Günümüzün değişen ve dönüşen iş dünyasında başarının temelindeki koşullar değişime uyum ve inovasyon yetenekleri olarak öne çıkıyor. Artık rekabeti belirleyen şey, şirketlerin değişimi ne kadar hızlı okuyup yön verebildiği. Bu yüzden de Ford Otosan olarak çevik inovasyonu sadece üretim süreçlerini hızlandıran bir yöntem olarak değil; mobilitenin geleceğini şekillendiren stratejik bir kas olarak gördüklerini ifade ediyor Ford Otosan Büyüme ve Akıllı Hareketlilik İş Alanı Lideri Erhan Köseoğlu. Çevikliğin, Ford Otosan için yapay zeka, yazılım ve donanım uyumunun aynı ekosistem içinde çalıştığı, hızlı test edilebilen, ölçeklenebilen ve gerçek müşteri değerine dönüştürülebilen bir inovasyon mimarisi anlamına geldiğini belirtiyor. Bu kapsamda dijital ikiz ve simülasyon teknolojileri sayesinde yeni süreçleri önce sanal ortamda deneyimlediklerini, risk almadan inovasyon döngülerini hızlandırdıklarını dile getiren Köseoğlu, sözlerini şöyle sürdürüyor: "Yapay zeka ve gelişmiş analitik, otonom sürüşten bağlantılı araçlara kadar tüm mobilite çözümlerimizde canlı veriyi öngörüye dönüştürerek hareket ediyor ve karar süreçlerimizin çevikliğini artırıyor. Bağlantılı mimariler ve yazılım odaklı altyapı ise operasyonlarımızı yaşayan bir sisteme dönüştürüp bizi hem daha hızlı hem daha esnek kılıyor." Köseoğlu'na göre Ford Otosan'ın dijital dönüşümü, kurum içi girişimcilik kültürü ve Driventure'ın desteklediği ekosistem yaklaşımıyla birleştiğinde, çevik inovasyon yalnızca bir yöntem değil; mobilite ve büyüme vizyonunu ileri taşıyan itici güç haline geliyor.
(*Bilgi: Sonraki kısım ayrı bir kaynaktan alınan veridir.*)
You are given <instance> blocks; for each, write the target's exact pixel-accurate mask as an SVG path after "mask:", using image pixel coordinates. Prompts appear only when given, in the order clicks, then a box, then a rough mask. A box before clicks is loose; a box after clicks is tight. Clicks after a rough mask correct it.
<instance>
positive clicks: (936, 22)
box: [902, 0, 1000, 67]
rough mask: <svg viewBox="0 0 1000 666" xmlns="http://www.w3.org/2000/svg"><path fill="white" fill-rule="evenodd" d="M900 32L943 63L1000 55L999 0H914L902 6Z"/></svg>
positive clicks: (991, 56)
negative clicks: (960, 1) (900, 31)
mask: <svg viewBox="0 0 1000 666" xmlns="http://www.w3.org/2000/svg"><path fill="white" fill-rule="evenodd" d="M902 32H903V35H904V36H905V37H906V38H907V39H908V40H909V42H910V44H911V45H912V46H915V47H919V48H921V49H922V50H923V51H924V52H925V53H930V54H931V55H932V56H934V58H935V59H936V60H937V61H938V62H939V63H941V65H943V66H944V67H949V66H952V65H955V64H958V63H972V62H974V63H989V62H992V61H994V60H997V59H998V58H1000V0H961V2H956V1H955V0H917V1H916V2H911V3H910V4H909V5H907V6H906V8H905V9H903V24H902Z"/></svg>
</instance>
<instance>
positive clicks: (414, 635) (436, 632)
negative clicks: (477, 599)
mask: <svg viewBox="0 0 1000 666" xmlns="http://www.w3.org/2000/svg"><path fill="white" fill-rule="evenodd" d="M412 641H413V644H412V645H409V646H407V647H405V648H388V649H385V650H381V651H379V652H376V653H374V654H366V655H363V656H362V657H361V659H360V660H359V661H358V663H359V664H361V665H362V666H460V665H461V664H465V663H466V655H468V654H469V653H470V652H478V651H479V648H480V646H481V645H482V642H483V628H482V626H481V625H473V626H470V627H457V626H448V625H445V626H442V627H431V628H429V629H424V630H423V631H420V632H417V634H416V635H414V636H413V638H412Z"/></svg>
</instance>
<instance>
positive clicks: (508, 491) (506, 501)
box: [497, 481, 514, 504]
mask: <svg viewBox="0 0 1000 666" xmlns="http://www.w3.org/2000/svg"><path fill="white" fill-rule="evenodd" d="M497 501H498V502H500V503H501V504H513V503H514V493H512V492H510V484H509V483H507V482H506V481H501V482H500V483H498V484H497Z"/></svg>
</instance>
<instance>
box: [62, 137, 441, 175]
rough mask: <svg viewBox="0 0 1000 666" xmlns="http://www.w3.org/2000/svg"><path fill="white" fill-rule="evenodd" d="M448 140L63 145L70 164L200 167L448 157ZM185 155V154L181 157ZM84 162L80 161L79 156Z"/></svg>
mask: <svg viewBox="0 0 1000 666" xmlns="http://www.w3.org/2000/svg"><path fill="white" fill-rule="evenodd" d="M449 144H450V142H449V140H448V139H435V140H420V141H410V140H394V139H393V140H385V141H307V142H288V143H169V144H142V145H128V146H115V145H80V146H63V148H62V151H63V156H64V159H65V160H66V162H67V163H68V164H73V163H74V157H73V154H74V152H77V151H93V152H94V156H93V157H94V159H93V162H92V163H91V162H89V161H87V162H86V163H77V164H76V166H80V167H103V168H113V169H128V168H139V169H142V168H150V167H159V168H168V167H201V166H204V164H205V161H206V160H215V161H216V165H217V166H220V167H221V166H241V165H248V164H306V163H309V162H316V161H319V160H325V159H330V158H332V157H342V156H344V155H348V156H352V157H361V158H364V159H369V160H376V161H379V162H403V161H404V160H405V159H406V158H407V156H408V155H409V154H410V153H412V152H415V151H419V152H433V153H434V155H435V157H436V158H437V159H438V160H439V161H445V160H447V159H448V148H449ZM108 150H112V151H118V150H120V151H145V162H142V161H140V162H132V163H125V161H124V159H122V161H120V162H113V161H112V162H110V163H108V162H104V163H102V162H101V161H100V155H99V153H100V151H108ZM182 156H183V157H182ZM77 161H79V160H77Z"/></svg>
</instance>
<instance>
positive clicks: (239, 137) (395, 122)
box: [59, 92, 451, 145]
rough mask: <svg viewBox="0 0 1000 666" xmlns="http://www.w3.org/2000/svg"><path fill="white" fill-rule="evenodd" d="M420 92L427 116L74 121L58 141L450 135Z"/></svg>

İNOVASYONUN EN VERİMLİ HALİ İŞ BİRLİĞİ
İnovasyon, sürdürülebilirlik ve uzun vadeli değer yaratımına dayalı bir Ar-Ge yol haritası izlediklerine değinen Köseoğlu, elektrifikasyonun geleceğin büyümesini belirleyen stratejik bir inovasyon alanı olduğuna değiniyor. Markanın E-Transit'le başlayan elektrikli ürün yolculuğunun; E-Transit Custom, E-Tourneo Courier ve Puma Gen-E gibi yeni jenerasyon modellerle genişlediğini hatırlatan Köseoğlu, elektrifikasyonu, batarya teknolojileriyle sınırlı bir dönüşüm olarak değil; yazılım odaklı mimariler, bağlantılılık çözümleri, termal yönetim, enerji verimliliği ve dijital araç mimarilerinin iç içe geçtiği bir inovasyon alanı olarak gördüklerini ekliyor. Ford Otosan'da inovasyon yaklaşımının bir diğer önemli bacağı kurumiçi girişimcilik. Bluepath Robotics veya Storecell gibi projelerin ortaya çıkışı, şirket içinde yeteneklere alan açıldığında güçlü çözümler geliştirilebildiğinin kanıtı. "Kurumiçi girişimcilik kültürü sayesinde mobilite teknolojilerindeki dönüşümü dışarıdan takip etmiyor, içeriden de hızlandırıyoruz" diyen Köseoğlu, bu inovasyon ekosisteminin dışa bakan yüzü olarak Driventure'a işaret ediyor. Driventure hem Türkiye'deki girişimcilik ekosisteminin hızını mobilite alanına taşıyor hem de Ford Otosan'ın stratejik ihtiyaçlarıyla start-up'ların yaratıcılığını buluşturuyor. Büyütech gibi şirketlerin hem yatırım ortağı olmasının hem de tedarik zincirinin aktif bir parçası haline gelmesinin, inovasyonun en verimli halinin iş birliği olduğunu kanıtladığını söylüyor.